Note that we now have a multi-level labels on the columns now and we don't really need gdp_per_capita in it.  Explore the droplevel method on the DataFrame columns attribute to see how you can get rid of this so columns only have a single-level label based upon countries:

https://pandas-docs.github.io/pandas-docs-travis/reference/api/pandas.DataFrame.droplevel.html

In [None]:
# TODO - Use the pandas DataFrame droplevel method to remove gdp_per_capita from the multi-level column labels
#       for both gdppop_top10_unstack and gdppop_custom_unstack


Now plot out GDP per capita over the full timeframe from each DataFrame

In [None]:
# TODO - plot GDP per capita for the top 10 2018 GDP Per Capita country group over time (line plot)
#       be sure to add labels and a title to your plot


In [None]:
# TODO - plot GDP per capita for the custom country group over time (line plot)
#       be sure to add labels and a title to your plot


Some interesting questions that you might want to dig into based upon this is what might be driving the sudden increase in GDP per capita in Ireland since ~2014.  Also, What happened with GDP per capita for Macao SAR China between 2009 and 2013 that led to such a sharp increase in GDP per capita which was followed by an equally sharp decline between 2013 and 2015.  And what is going on with Luxembourg?
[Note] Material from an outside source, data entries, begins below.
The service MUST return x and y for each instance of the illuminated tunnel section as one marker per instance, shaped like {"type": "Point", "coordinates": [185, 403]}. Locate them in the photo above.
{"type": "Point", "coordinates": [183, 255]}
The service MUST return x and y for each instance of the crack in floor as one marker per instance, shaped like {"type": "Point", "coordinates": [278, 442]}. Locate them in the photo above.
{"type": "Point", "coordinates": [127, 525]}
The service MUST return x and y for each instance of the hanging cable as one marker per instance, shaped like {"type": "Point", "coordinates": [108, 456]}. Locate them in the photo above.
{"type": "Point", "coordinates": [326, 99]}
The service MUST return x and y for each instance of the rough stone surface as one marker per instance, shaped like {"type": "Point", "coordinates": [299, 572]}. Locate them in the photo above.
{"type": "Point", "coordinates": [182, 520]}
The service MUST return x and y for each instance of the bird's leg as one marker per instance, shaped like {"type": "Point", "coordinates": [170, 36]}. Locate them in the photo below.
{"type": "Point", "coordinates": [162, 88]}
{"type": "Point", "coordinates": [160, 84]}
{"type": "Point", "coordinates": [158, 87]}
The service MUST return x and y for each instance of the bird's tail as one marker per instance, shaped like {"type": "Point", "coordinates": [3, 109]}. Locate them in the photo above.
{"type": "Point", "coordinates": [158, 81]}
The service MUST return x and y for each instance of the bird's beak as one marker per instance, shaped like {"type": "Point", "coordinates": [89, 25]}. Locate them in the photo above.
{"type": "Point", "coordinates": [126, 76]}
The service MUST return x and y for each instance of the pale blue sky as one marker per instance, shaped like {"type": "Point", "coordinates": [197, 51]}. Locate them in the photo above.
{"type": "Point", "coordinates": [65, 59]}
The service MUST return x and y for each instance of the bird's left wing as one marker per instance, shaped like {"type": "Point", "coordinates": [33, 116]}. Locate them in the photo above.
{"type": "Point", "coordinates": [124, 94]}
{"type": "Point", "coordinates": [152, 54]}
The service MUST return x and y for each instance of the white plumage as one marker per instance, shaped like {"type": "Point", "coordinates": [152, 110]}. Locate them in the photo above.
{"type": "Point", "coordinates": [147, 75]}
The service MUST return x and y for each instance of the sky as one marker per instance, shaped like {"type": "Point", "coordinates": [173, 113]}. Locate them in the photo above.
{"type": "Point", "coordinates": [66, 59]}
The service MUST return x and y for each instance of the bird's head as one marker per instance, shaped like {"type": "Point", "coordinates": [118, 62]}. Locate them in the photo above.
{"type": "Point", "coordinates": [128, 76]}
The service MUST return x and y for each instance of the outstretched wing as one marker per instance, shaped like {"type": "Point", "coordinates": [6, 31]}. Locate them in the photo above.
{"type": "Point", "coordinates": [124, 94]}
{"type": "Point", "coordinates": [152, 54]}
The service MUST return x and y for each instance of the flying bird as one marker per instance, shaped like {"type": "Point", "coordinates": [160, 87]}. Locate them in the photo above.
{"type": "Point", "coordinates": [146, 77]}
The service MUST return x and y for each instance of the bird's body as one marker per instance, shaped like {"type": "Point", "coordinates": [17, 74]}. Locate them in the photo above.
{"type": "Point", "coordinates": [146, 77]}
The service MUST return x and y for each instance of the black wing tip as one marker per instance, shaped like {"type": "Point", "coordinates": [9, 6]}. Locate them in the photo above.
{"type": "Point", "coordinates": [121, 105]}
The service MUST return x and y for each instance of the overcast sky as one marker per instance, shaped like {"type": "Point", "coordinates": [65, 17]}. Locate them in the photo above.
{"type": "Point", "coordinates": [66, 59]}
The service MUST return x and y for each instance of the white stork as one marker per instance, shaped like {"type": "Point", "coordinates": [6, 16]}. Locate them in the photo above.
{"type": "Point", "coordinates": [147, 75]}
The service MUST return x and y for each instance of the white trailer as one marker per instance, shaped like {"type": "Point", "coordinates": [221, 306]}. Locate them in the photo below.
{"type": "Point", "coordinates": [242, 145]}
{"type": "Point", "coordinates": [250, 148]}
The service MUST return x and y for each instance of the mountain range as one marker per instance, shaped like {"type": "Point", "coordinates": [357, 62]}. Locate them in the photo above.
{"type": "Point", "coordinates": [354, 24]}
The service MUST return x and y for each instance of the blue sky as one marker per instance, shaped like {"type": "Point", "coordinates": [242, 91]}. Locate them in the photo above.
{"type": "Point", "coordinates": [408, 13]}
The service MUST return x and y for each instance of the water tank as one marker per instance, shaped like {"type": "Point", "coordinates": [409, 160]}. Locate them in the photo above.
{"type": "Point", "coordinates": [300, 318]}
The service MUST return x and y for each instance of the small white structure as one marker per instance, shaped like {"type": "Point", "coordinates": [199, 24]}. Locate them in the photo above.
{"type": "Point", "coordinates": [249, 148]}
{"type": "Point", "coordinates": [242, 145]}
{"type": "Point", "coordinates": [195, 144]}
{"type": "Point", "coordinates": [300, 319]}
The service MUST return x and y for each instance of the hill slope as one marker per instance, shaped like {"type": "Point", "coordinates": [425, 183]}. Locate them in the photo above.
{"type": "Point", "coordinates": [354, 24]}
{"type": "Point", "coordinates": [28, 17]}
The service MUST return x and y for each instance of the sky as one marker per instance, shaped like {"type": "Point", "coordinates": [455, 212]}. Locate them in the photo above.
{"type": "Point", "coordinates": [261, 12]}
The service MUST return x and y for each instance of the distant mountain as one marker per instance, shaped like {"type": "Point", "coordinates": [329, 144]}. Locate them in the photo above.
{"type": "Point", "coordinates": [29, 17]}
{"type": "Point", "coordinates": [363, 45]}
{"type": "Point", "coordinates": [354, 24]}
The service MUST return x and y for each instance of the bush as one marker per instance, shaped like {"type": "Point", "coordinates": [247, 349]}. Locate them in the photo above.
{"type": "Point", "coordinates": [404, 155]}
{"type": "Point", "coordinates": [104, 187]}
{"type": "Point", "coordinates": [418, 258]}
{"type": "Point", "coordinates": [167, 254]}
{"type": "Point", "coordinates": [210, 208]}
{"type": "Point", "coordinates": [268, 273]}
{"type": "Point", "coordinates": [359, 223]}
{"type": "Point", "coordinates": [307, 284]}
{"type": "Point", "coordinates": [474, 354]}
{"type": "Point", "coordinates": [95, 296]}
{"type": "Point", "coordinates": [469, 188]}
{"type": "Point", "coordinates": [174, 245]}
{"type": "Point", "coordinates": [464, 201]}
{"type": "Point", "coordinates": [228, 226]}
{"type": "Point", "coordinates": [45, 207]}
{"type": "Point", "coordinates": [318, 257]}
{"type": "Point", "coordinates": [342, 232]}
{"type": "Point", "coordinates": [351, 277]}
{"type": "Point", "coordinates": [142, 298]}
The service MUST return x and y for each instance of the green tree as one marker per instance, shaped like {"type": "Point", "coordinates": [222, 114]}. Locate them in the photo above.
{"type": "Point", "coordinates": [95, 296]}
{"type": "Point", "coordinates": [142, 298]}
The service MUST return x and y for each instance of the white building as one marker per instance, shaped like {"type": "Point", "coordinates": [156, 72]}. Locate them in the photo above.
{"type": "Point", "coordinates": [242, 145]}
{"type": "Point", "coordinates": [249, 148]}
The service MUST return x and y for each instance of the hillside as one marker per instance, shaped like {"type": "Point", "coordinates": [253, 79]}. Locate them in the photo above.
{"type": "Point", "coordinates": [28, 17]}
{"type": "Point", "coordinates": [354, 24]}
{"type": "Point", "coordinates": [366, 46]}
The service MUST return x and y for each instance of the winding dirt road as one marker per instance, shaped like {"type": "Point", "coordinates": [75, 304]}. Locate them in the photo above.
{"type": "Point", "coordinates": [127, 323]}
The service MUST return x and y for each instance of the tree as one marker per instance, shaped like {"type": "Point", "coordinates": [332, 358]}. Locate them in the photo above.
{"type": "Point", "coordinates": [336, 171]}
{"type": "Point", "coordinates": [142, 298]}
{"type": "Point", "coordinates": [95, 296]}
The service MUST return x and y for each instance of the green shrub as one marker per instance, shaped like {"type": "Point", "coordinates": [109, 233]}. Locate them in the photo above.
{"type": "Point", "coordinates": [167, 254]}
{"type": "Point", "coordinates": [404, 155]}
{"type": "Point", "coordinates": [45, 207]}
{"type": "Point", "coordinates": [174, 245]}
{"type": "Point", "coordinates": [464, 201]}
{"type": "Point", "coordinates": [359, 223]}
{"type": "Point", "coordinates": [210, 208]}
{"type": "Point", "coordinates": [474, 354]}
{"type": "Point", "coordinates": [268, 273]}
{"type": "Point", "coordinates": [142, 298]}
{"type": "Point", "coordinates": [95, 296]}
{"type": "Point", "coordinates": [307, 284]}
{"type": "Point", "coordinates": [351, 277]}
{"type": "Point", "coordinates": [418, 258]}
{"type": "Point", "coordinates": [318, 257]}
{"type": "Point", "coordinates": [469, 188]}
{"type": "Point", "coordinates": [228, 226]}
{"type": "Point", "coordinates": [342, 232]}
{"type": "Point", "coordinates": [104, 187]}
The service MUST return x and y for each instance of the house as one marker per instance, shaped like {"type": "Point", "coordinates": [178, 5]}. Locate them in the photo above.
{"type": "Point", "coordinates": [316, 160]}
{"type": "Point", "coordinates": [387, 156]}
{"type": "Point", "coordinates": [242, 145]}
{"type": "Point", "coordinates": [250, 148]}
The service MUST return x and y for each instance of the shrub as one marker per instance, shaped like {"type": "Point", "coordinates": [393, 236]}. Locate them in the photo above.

* http://www.oecd.org/sdd/na/Irish-GDP-up-in-2015-OECD.pdf
* https://en.wikipedia.org/wiki/Economy_of_Macau
* https://prezi.com/jfnxqlhal3hk/why-is-luxembourgs-gdp-per-capita-so-high/

Congratulations!  You have reached the end of this notebook.  Now take all of the answers which you've gathered above and answer the quiz questions out on Canvas.